Who Said You Need 8 Cups of Water a Day?


Staff Writer

Everyone wants to live forever, unfortunately forever is not very long. The world surrounds itself with the idea of herbs and pure elements of water to being the answer or cure to the idea of a

longer life. Doctors and medicines can continue for days as the list of new discoveries continue, but what always seems to stick in the human minds are myths. Perhaps myths are more preferred to believe by its common sense, but in this case what would you think if someone told you that you didn’t really need water.

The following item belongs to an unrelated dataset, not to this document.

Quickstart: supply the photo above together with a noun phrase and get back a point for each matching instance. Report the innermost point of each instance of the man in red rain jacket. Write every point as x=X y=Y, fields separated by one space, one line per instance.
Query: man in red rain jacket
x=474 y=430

Health is a priority in life although there’s a difference between myths and reality and one of them can be the myth of having to drink eight ounces of water eight times a day. Sounds like a lie, but it has never been scientifically proven to need so much water. It is not a mystery or unheard of; actually a variety of our doctors know all about it. Like every myth it had its start; in this case it began in 1945 at the Food and Nutrition board of the national academy of sciences. Though it first appeared in dietary guidelines on the intake of 8 glasses a day or perhaps even a suggestion of 2.5 liters of fluids to be digested. Although it partly came from a 21st nutritionist at Harvard school of Public health, Frederick J. Stare, who first recommended 6 to 12 ounce glasses of water 8 times a day. However, no clinical study was actually cited.

How much do we really need you ask, well we still have no clue. It is still simply based on the common assumption of age, gender, body size, health, and physical activity. It’s never realized, but 80% of our daily water is received from various beverages like milk, juice, etc ,and 20% comes from the digestion of food. One dependable symptom is thirst as a sign of dehydration,  although it is not recommended to over-do it on the intake of water;  only because the possibility of drinking too much water is similar to drowning, which could kill you.

Despite the fact that the majority of our entire body is made out of water there is actually a problem with taking in only water. After a long run or hot day water can solve the dehydration, but it can not solve the small amount of nutrition our body also needs. By drinking only water we are causing a curve with our electrolyte’s balance because not only is water needed, but so is sodium for the outer shell of the cell. For instance, the color of our pee is not a sign of dehydration, it’s not a bad thing overall.

Listening to your body is the best option, when our thirst mechanism tells us we’re thirsty then drink as much water as you want, there’s no exact proven amount.